RESIDUAL STATICS ESTIMATION: SCALING TEMPERATURE SCHEDULES USING SIMULATED ANNEALING1

Linearized residual statics estimation will often fail when large static corrections are needed. Cycle skipping may easily occur and the consequence may be that the solution is trapped in a local maximum of the stack-power function. In order to find the global solution, Monte Carlo optimization in terms of simulated annealing has been applied in the stack-power maximization technique. However, a major problem when using simulated annealing is to determine a critical parameter known as the temperature. An efficient solution to this difficulty was provided by Nulton and Salamon (1988) and Andresen et al. (1988), who used statistical information about the problem, acquired during the optimization itself, to compute near optimal annealing schedules.

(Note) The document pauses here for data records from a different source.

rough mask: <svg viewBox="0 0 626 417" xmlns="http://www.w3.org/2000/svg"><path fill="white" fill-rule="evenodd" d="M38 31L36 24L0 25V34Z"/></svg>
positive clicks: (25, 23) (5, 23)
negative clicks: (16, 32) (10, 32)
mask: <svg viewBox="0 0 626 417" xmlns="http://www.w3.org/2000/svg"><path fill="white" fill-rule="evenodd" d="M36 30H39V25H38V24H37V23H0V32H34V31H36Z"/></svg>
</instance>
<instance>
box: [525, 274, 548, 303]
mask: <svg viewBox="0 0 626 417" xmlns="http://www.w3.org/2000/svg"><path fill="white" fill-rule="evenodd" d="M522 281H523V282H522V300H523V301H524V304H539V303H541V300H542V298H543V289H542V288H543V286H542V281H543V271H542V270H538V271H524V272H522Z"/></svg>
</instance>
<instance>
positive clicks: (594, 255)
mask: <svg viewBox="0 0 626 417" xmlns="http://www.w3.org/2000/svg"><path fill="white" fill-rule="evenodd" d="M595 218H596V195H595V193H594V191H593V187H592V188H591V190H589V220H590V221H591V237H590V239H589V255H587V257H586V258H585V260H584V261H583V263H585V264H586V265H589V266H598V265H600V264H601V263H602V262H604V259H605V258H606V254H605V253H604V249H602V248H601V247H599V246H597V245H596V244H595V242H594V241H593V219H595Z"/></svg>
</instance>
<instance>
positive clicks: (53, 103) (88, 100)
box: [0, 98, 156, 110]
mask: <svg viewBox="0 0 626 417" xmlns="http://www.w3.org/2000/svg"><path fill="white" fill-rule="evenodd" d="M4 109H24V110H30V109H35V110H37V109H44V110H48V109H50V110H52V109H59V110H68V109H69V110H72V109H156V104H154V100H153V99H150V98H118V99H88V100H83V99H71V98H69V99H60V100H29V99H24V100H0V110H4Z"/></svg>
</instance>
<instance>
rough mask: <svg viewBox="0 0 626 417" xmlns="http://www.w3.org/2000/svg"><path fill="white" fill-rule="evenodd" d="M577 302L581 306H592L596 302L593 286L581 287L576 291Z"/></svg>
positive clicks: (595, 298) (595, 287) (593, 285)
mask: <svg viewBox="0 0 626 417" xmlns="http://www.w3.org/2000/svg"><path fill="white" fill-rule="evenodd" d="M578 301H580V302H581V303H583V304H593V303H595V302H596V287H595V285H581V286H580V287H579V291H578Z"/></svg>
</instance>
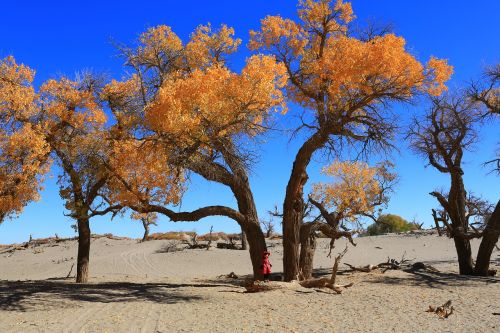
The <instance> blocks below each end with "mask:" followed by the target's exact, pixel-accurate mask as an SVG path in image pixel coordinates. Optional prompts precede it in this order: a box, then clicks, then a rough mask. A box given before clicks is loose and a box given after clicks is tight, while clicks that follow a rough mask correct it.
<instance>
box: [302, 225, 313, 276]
mask: <svg viewBox="0 0 500 333" xmlns="http://www.w3.org/2000/svg"><path fill="white" fill-rule="evenodd" d="M315 226H316V225H315V223H314V222H309V223H304V224H302V225H301V227H300V261H299V263H300V269H299V270H300V272H299V280H308V279H310V278H312V271H313V264H314V253H315V252H316V237H315V235H314V229H316V228H315Z"/></svg>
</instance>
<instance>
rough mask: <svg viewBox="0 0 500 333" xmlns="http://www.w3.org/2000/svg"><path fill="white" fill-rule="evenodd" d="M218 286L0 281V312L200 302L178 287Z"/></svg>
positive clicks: (199, 300) (115, 282) (121, 282)
mask: <svg viewBox="0 0 500 333" xmlns="http://www.w3.org/2000/svg"><path fill="white" fill-rule="evenodd" d="M220 286H223V285H220V284H203V283H201V284H183V283H131V282H105V283H98V284H75V283H72V282H68V281H49V280H42V281H0V311H23V312H26V311H37V310H40V309H44V310H47V309H57V308H61V307H68V306H71V304H69V303H68V301H76V302H101V303H112V302H136V301H146V302H155V303H162V304H175V303H180V302H192V301H200V300H202V299H203V298H202V297H201V296H196V295H188V294H186V293H185V292H183V291H182V288H188V287H192V288H215V287H220ZM74 306H78V305H74Z"/></svg>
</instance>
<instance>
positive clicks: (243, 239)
mask: <svg viewBox="0 0 500 333" xmlns="http://www.w3.org/2000/svg"><path fill="white" fill-rule="evenodd" d="M241 249H242V250H247V249H248V241H247V234H246V233H245V231H243V229H241Z"/></svg>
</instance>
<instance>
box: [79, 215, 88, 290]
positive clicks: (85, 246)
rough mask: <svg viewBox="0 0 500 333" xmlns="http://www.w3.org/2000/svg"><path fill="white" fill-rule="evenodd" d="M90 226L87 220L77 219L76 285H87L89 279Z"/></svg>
mask: <svg viewBox="0 0 500 333" xmlns="http://www.w3.org/2000/svg"><path fill="white" fill-rule="evenodd" d="M89 257H90V226H89V219H88V218H80V219H78V260H77V264H76V283H87V282H88V279H89Z"/></svg>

Although theoretically solved, the problem of finding the Nulton–Salamon temperature schedule often referred to as the schedule at constant thermodynamic speed, may itself be computationally heavy. Many extra iterations are needed to establish the schedule. For an important geophysical inverse problem, the residual statics problem of reflection seismology, we suggest a strategy to avoid the many extra iterations. Based on an analysis of a few residual statics problems we compute approximations to Nulton–Salamon schedules for almost arbitrary residual statics problems. The performance of the approximated schedules is evaluated on synthetic and real data.